What is the spherical parametrization of an ellipsoid NOT centered in the origin?

I would like to know how to parametrize an ellipsoid not centered in the origin, but with its axes parallel to the main axes of the reference system.

The result I am looking for would be an expression of the distance of a point on the surface from the origin, given the azimuth and elevation (or any possible two angles of a spherical coordinate system).

I have found on wikipedia a similar formula for an ellipse. The given formula accounts also for rotation, which I don't necessarily need.

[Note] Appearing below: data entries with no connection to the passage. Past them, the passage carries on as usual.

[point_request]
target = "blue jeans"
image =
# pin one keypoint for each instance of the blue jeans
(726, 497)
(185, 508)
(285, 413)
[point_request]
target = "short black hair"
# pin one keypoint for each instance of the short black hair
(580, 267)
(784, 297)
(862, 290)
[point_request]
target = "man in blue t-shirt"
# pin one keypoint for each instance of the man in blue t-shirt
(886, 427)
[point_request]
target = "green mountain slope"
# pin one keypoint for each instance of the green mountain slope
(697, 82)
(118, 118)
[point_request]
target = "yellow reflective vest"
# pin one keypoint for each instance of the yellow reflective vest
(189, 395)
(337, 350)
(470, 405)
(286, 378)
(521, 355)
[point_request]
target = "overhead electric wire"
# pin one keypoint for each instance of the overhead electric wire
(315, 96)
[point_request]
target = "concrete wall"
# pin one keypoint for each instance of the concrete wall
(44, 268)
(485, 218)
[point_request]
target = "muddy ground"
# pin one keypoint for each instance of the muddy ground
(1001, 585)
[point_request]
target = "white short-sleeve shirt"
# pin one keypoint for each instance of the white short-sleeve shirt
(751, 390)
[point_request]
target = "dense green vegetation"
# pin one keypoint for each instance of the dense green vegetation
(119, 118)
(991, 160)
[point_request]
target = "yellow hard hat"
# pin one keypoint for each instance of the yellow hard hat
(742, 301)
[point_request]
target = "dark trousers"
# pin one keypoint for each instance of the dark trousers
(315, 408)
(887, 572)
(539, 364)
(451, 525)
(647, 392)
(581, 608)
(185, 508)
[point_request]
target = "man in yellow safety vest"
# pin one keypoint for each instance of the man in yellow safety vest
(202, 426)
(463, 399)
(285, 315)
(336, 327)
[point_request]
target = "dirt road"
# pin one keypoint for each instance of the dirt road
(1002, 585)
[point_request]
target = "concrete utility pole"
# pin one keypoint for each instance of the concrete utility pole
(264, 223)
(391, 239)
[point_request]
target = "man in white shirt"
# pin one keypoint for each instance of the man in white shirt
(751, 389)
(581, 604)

\begin{align} x & = a \rho \sin(\theta) \sin(\varphi), \\ y & = b \rho \cos(\theta) \sin(\varphi), \\ z & = c \rho \cos(\varphi). \end{align}
To translate it parallel to the axes simply add $(x_0,y_0,z_0)$:
\begin{align} x & = x_0 + a \rho \sin(\theta) \sin(\varphi), \\ y & = y_0 + b \rho \cos(\theta) \sin(\varphi), \\ z & = z_0 + c \rho \cos(\varphi). \end{align}
$$\frac{(x-x_0)^2}{a^2} + \frac{(y-y_0)^2}{b^2} + \frac{(z-z_0)^2}{c^2} = 1.$$